# Winemaking log software



## timmeh (26/1/13)

Sorry if this is the wrong forum, it seemed the most fitting, feel free to move it mods.

I've recently gotten started in winemaking and brewing in general. I've been keeping fairly good records as I want to be able to repeat and great successes and obviously avoid repeating failures. I've looked at the options I can find on the internet for logging winemaking and related brewing activities and was fairly disappointed with what I found so I decided to write my own software. I've spent quite a lot of time working on this recently and plan to release it to the world once I've finished.

At this stage I've completed modules for managing equipment, contacts and recipes and am about to begin work on the batch module. I'd like any ideas of worthwhile features and what information needs to be tracked for batches. 
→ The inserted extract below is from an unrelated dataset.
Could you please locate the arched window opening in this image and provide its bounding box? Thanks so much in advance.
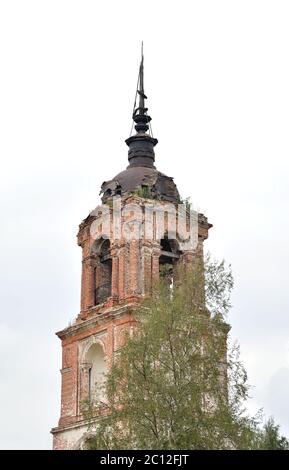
[159,236,180,288]
[86,343,107,402]
[93,239,112,305]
Currently the batch module has the provision to track the following information -

Batch ID
Name
Type (white, red, etc.)
Style (dry, sweet, etc.)
Batch size
Ingredients - amount and item
Additives - amount, item and date offset
Equipment (you can lock equipment to a batch so it can't be used elsewhere)
Rating - aroma, appearance, clarity, mouthfeel, flavour, overall
Notes
Future changes
Final yield

You can then add as many Event's to the batch as you want, which enables adding information and tracking changes for the following fields -

Date
sg
brix
TA
pH
Temperature
Notes
Type of event (this could be something like, initial brew, racking 1, bottling, tasting, etc.)

My question is what people think is worth tracking and if there are specific features that would be useful. One thing that had crossed my mind was allowing tracking of an inventory and "using" ingredients from the inventory with alerts on when things get low. Does anyone think graphing of readings is useful?

Some screenshots of the current state of the software -







Each module has a list view to allow you to see a quick view of all the records stored. It's also where you'll be able to look at reports once that function is fully integrated.




.

The equipment module lets you track all the relevant information for each piece of equipment used. There are details of purchase to add to the purchase history (something which you probably won't want to show SWMBO since it calculates total costs  ). You can add any number of arbitrary attributes for each type of equipment and you can define defaults for the attributes so that you every time you select say 'Fermenter' you automatically get all the relevant attributes loaded.






You can attach links to equipment.






And images...

More in the next post since apparently there is a limit to the number of images in a post....


----------



## timmeh (26/1/13)

Ok so some more parts of the software - 








The contact module lets you manage all the contacts and information sources that you use. You can also attach contact people to your contacts.






Clicking on any urls in the program launches a minimal browser within the software so that you don't have to flick between it and your browser.






The recipe module allows you to save recipes. You'll be able to create a batch using a recipe as a template and you'll also be able to create a recipe from a batch.
















The recipe editor is quite powerful and lets you add a lot of information. You can also add arbitrary attributes and search by any fields for recipes. (Pay no attention to the fact that I've completely forgotten to add somewhere for you to note the steps taken B) - this will be addresses)

So long story short, I'm looking for some feedback and any requests/shortfalls you find in other software which I can use to make this program better for everyone. Thanks for any thoughts.

-timmeh


----------



## Greg.L (27/1/13)

Graphs of fermentations such as temperature, sugar, pH would be useful. Many winemakers use baume to measure sugar, you should have that as well as sg, brix. 
Some winemakers like to record the ripening of the fruit from a month or so before harvest.


----------